Lobo de Ávila published in Ilustrado a set of much-appreciated articles of analysis and criticism about a proposed draft revision of the Constitutional Charter of the Portuguese Monarchy. However, in 1889 he founded and edited the daily O Tempo, which later became the organ of those supporting such proposals.

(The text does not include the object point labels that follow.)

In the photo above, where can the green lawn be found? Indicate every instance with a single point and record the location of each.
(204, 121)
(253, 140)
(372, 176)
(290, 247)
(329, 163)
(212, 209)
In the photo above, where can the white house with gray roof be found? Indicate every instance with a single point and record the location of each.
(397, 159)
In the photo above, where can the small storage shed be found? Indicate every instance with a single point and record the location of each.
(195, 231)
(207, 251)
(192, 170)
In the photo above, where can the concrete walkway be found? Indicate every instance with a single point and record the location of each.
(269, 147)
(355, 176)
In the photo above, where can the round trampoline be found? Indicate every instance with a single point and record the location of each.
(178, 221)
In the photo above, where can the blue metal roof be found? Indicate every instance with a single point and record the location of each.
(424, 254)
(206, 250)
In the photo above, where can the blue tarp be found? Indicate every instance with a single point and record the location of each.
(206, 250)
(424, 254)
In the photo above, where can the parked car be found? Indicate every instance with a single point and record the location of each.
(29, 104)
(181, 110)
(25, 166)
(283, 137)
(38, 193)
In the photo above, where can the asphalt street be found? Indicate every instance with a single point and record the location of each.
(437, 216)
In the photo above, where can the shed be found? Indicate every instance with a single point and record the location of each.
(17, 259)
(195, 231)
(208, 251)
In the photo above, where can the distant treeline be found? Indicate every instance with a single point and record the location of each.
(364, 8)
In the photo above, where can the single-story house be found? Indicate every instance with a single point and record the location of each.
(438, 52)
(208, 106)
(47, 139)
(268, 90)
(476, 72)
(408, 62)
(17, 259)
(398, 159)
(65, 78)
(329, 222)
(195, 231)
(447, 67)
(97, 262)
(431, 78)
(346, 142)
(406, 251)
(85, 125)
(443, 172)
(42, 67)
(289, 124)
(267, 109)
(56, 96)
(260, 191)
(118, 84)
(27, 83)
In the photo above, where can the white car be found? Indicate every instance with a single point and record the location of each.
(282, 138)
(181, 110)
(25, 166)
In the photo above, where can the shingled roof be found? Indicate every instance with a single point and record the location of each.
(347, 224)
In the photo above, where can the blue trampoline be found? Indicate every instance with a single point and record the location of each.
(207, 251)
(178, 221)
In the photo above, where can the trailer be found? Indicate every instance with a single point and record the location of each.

Lobo de Ávila was responsible for finalising the historical book, O Príncipe Perfeito, on the subject of King João II of Portugal, by fellow member of the Vencidos da Vida, Oliveira Martins, which the author could not complete before his death.

==Politics==
Lobo de Ávila obtained a Bachelor of Law degree with distinction from the Faculty of Law of the University of Coimbra, but in June 1884, even before obtaining graduation, he had already been elected as a Deputy to Portugal’s parliament, known as the Cortes, representing the Progressive Party. In December 1893, he became the Minister for Public Works, Commerce and Industry in the first government presided over by Ernesto Hintze Ribeiro. In September 1894, he was transferred to the Ministry of Foreign Affairs, a position he held when he died.

==Life’s Vanquished==
Life's Vanquished (Vencidos da Vida) was the name given by the members to an informal group of intellectuals in Lisbon in the last two decades of the 19th century. Among the Vanquished were some of the writers, politicians, and aristocrats that had strived to modernise the country in their youth. Their perceived failure led them to channel their disenchantment into an ironic decadent dilettantism. They met weekly for champagne suppers, and Lobo de Ávila’s newspaper, O Tempo, was the unofficial organ of the group. Apart from Lobo de Ávila, members included the novelist José Maria de Eça de Queirós; the diplomat, the Marquis of Soveral; the writer Ramalho Ortigão;he aristocratic botanist, the Count of Ficalho; and Oliveira Martins. Others, including King Carlos, were occasionally invited to join their dinners.